[Hawkular-dev] Low-impact clients and never dropping any events

Wed Feb 18 07:43:52 EST 2015

> On Feb 18, 2015, at 4:57 AM, Thomas Segismont <tsegismo at redhat.com> wrote:
> 
> Le 17/02/2015 14:59, Randall Hauch a écrit :
>>>> How will the work be split up across the cluster? Are the incoming
>>>>>> messages stored before they’re processed?
>>>>>> 
>>>> 
>>>> An Hawkular metrics server is web server (Wildfly) in front of a Cassandra cluster.
>>>> 
>>>> So you'd distribute the work with a load balancer.
>>>> 
>>>> I'm not sure I understand your second question.
>>>> 
>> My question is simply this: is the raw incoming data persisted before any other computations or analyses are done? The answer dictates whether Hawkular has the potential to lose data in a crash.

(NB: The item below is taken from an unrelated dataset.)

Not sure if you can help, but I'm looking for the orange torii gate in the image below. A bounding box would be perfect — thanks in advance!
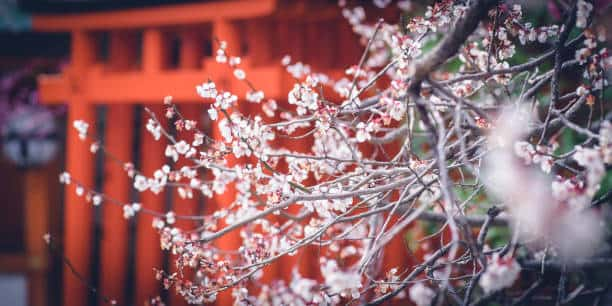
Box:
[33,1,413,305]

The only reason I bring this up is that monitoring (like data storage) is one of those use cases where you can’t really afford to drop or lose any data, since for monitoring that lost data might be the critical evidence you need to understand why something bad happened to your monitored system.
>> 
>> Let’s say that a collector sends some data that will ultimately be processed by Hawkular, including updating various windows (e.g., minutely, hourly, daily, etc.), before persisting. If Hawkular crashes before that data is completely processed, then that data will be lost forever. If Hawkular performs some of the work (e.g., just updating the minutely window) before crashing, then the data appears in only some of the generated/derived information. BTW, in this traditional approach, using a transaction will simply ensure that all of your derived/generated data is consistent; it doesn’t ensure that your data is processed.
>> 
>> If, however, Hawkular were to persist the collected data*before*  processing anything, then as long as the incoming data were persisted then if Hawkular crashed and was restarted it might be able to just continue where it left off, without losing any data or computations. There are lots of ways of ensuring this, but it’s not likely they will all perform well.
>> 
>> The stream-oriented architectures make it possible to not lose any data, because every computation or bit of processing is done in services/jobs that read from and write to (usually persistent) streams. The architecture can ensure at-least-once (and sometimes an exactly-once) semantics for every bit of data passing thru each stream. Of course, this is done without transactions and often with partitioned streams to allow things to scale quite well and handle very large volumes of data.
>> 
>> 
> 
> Yes, Hawkular metrics persists data first. Computations happen later.

I think that Spark's streaming API, particularly the window operations, could be an effective way to do computations in real time as data as ingested. The problem though with introducing something like Spark or Storm is that it increases the operational complexity of hawkular itself which I think we want to avoid if possible.